SJ covered her face with her hands. The memories were taking form, becoming less shadowy, forcing their way up to the surface.

There had been some terrible argument with Tom. She’d been trying to stop him leaving the house. She was holding tightly onto his arm and he was trying to shake her off and his face had been grimmer than she’d ever seen it. As if he really hated her. As if he couldn’t bear to be married to her for a moment longer.

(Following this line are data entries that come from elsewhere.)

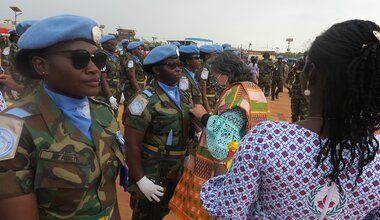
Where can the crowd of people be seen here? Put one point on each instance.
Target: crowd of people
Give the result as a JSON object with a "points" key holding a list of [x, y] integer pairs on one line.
{"points": [[198, 139]]}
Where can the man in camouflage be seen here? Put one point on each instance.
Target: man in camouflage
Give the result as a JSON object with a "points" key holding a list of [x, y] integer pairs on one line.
{"points": [[135, 75], [70, 174], [277, 78], [299, 105], [110, 79], [204, 78], [266, 67]]}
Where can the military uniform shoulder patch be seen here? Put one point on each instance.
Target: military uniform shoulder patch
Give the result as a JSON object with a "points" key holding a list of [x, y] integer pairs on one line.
{"points": [[10, 133], [130, 64], [204, 74], [184, 83], [138, 105], [98, 102]]}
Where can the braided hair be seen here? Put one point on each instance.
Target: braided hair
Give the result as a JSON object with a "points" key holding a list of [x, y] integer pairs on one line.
{"points": [[348, 57]]}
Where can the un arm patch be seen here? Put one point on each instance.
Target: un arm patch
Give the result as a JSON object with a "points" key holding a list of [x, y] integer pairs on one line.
{"points": [[138, 105], [10, 133]]}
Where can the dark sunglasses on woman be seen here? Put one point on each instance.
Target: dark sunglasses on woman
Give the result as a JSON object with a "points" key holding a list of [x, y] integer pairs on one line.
{"points": [[173, 65], [80, 58]]}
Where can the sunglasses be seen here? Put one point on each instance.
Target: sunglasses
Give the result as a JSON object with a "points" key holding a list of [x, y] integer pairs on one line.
{"points": [[80, 58], [173, 65]]}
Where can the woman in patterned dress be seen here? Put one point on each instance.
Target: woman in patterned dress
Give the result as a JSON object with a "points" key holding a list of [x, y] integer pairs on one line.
{"points": [[327, 166], [241, 105]]}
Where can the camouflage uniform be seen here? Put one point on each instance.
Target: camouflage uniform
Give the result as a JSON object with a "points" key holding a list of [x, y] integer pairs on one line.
{"points": [[266, 70], [277, 79], [299, 105], [136, 67], [72, 176], [113, 71], [204, 79], [190, 85], [162, 155]]}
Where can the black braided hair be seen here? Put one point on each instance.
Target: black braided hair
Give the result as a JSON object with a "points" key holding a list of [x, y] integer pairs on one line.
{"points": [[348, 57]]}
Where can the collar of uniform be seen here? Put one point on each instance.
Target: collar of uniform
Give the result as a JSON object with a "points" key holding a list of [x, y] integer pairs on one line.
{"points": [[163, 96], [136, 59], [58, 125]]}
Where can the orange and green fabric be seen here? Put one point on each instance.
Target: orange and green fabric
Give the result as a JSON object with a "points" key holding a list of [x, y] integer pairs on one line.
{"points": [[243, 101]]}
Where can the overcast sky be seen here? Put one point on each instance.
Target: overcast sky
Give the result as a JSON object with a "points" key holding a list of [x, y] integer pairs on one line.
{"points": [[266, 24]]}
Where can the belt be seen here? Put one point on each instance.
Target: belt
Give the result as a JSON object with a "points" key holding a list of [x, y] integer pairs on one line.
{"points": [[103, 215], [157, 151]]}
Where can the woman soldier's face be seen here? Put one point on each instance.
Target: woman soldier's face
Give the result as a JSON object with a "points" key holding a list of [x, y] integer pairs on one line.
{"points": [[169, 71], [73, 68]]}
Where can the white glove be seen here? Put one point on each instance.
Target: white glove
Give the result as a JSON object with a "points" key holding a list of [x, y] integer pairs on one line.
{"points": [[122, 98], [149, 189], [113, 102]]}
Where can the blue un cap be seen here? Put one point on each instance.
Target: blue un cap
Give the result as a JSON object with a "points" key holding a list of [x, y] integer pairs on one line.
{"points": [[189, 49], [219, 49], [23, 26], [177, 44], [226, 45], [124, 41], [161, 53], [207, 49], [52, 30], [133, 45], [107, 38]]}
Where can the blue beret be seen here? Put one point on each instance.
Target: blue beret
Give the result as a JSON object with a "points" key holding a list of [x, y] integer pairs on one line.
{"points": [[176, 43], [52, 30], [23, 26], [161, 53], [190, 49], [133, 45], [124, 41], [107, 38], [207, 49], [12, 31], [219, 49], [229, 49], [226, 45]]}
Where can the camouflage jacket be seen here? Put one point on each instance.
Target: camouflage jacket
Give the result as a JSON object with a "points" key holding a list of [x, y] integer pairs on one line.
{"points": [[279, 71], [131, 65], [266, 69], [190, 85], [8, 55], [204, 79], [165, 126], [71, 175]]}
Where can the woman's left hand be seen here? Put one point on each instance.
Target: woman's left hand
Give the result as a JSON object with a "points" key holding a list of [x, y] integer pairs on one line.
{"points": [[198, 111]]}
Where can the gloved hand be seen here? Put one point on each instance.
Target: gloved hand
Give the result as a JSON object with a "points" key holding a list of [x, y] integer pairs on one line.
{"points": [[122, 98], [149, 189], [113, 102]]}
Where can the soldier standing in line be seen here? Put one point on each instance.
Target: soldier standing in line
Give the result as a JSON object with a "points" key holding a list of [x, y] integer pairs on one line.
{"points": [[63, 149], [110, 80], [204, 77], [277, 77], [135, 75], [266, 68], [299, 105], [156, 124]]}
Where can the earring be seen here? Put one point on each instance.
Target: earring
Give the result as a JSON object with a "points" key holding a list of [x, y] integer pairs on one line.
{"points": [[307, 92]]}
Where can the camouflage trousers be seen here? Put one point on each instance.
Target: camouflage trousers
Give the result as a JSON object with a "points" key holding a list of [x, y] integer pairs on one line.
{"points": [[299, 107], [143, 209], [265, 86], [276, 88]]}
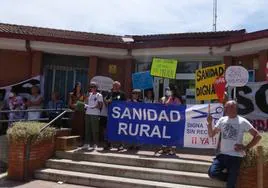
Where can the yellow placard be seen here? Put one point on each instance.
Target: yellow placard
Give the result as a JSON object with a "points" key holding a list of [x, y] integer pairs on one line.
{"points": [[204, 82], [165, 68]]}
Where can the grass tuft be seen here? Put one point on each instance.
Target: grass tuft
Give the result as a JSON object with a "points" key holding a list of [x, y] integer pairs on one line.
{"points": [[22, 131]]}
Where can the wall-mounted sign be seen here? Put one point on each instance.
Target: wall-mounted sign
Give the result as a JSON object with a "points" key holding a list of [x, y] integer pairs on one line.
{"points": [[204, 82], [236, 76], [165, 68], [104, 83], [112, 69]]}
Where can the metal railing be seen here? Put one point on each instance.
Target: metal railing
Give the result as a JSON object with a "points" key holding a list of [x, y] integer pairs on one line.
{"points": [[32, 110]]}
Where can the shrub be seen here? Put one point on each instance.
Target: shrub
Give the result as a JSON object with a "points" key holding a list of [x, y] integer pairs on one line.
{"points": [[22, 131], [251, 157]]}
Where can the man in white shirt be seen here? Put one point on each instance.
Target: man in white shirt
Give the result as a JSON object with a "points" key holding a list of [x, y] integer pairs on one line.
{"points": [[232, 150], [93, 109]]}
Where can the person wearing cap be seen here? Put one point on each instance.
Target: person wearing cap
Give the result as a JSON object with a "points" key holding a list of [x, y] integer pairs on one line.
{"points": [[93, 105], [115, 95], [78, 116], [15, 103], [164, 99], [135, 95], [171, 98], [35, 102]]}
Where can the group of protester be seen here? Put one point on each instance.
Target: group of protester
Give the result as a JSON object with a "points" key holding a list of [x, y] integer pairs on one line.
{"points": [[17, 103], [95, 103], [89, 120]]}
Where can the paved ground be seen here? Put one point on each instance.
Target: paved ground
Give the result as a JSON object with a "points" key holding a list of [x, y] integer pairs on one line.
{"points": [[143, 153], [37, 184]]}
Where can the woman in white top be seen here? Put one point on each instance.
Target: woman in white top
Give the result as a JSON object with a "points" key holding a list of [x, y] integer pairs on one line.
{"points": [[149, 96], [35, 102], [93, 109]]}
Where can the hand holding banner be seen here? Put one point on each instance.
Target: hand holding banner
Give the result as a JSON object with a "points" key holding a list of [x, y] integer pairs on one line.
{"points": [[219, 86]]}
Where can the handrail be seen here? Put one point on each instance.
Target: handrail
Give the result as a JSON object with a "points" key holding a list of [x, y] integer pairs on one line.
{"points": [[56, 118], [33, 110]]}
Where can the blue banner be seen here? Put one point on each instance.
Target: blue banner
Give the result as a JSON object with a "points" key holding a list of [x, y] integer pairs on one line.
{"points": [[143, 123], [142, 80]]}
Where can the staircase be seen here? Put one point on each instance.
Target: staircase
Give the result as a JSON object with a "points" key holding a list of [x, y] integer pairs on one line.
{"points": [[113, 170]]}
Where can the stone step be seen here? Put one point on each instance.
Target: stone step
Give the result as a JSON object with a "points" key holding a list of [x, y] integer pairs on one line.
{"points": [[103, 181], [136, 160], [152, 174]]}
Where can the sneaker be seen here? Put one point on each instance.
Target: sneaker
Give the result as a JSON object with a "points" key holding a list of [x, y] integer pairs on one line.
{"points": [[95, 146], [162, 150], [172, 151]]}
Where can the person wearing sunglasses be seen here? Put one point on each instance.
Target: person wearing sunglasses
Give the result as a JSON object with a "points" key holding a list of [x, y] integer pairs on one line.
{"points": [[93, 106]]}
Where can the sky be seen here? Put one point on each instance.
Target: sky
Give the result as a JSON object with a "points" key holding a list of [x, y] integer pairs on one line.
{"points": [[136, 17]]}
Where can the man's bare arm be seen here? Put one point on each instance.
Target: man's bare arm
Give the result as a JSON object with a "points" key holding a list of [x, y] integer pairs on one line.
{"points": [[211, 131]]}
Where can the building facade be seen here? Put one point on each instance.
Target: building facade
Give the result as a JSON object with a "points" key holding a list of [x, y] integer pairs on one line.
{"points": [[64, 57]]}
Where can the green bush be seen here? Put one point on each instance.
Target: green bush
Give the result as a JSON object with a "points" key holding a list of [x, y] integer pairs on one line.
{"points": [[251, 157], [22, 131]]}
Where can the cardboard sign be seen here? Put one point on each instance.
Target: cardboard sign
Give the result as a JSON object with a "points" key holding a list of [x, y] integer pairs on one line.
{"points": [[253, 104], [165, 68], [142, 80], [204, 82], [236, 76]]}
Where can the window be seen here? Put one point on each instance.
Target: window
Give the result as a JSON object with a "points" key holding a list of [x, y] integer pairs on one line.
{"points": [[61, 73], [187, 67]]}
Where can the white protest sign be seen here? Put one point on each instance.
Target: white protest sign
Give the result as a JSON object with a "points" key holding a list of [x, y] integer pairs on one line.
{"points": [[104, 83], [236, 76], [196, 132]]}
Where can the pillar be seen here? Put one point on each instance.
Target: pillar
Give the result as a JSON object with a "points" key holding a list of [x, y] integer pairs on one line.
{"points": [[260, 73], [128, 75], [92, 71]]}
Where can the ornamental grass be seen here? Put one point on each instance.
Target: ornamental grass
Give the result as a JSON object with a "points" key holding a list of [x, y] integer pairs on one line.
{"points": [[22, 131]]}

She could feel herself starting to shake, in a place deep inside. Because there were other images coming too, only these were more detached. She was watching herself from a distance. She was watching herself cross the hallway of her house, go into her lounge and unclip the gin bottle from the optic behind Tom’s bar. She could see her own hands getting out glasses and lining them up – a long line of glasses on the bar.

Four crystal tumblers, two pewter tankards, five little shot glasses Tom used for whiskey chasers if ever he was in the mood, and one commemorative wine glass with the words
Sarah-Jane and Tom, on their wedding day, May 2009
inscribed on the side.

“I did this to myself,” she said, closing her eyes.

The doctor’s voice was very serious. Almost cold. “Are you conscious of the danger you placed yourself in? Last Sunday afternoon you drank almost a full litre bottle of gin. I’d like you to tell me why.”